How to become a music promoter: Sally's story
Music promoters work closely with musicians. They find new acts and then manage and develop their careers.
Sally Bryant is a music promoter at Futuresound Group. She also manages new artists on a label called Dance to the Radio. Sally always knew that she wanted to work in the music industry and became a promoter after studying Popular and World Music at university and working at gig venues whilst still a student.
Scroll down for more information on skills, working hours and salary.
What skills do I need?
Aside from a demonstrable passion for the music industry and a knack for discovering new musical talent, you will also need:
- good verbal and written communication
- the ability to lead and motivate a team
- strong organisational skills
- excellent marketing and promotion skills.
What to expect if you want to be a music promoter
Sally is both a music promoter and a music manager. If you want to find out more about what to expect as a manager, check out Colin Lester's story.
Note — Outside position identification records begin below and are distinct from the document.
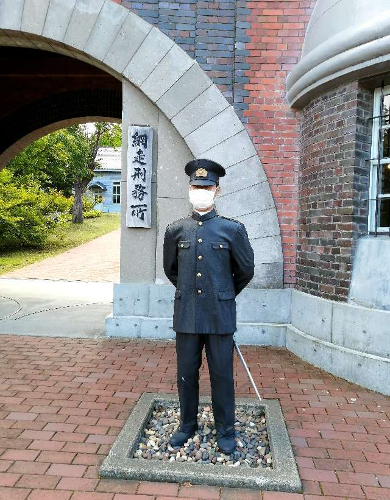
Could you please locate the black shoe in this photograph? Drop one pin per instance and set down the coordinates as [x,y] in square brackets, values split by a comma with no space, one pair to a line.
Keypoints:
[226,441]
[182,436]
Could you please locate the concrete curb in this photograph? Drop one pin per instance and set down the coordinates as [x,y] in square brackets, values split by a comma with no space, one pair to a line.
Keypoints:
[283,477]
What will I get paid? Salaries can vary between £12,000 to £60,000 per year.
Where will I work? You will mainly be office-based and may need to attend gigs or other industry events too.
What are the working hours like? It depends on the project, but some weekend or evening work is likely.
What qualifications do you need to be a music promoter?
Experience and knowledge of the music industry is essential. Qualifications in music production, marketing, or music business could also be helpful.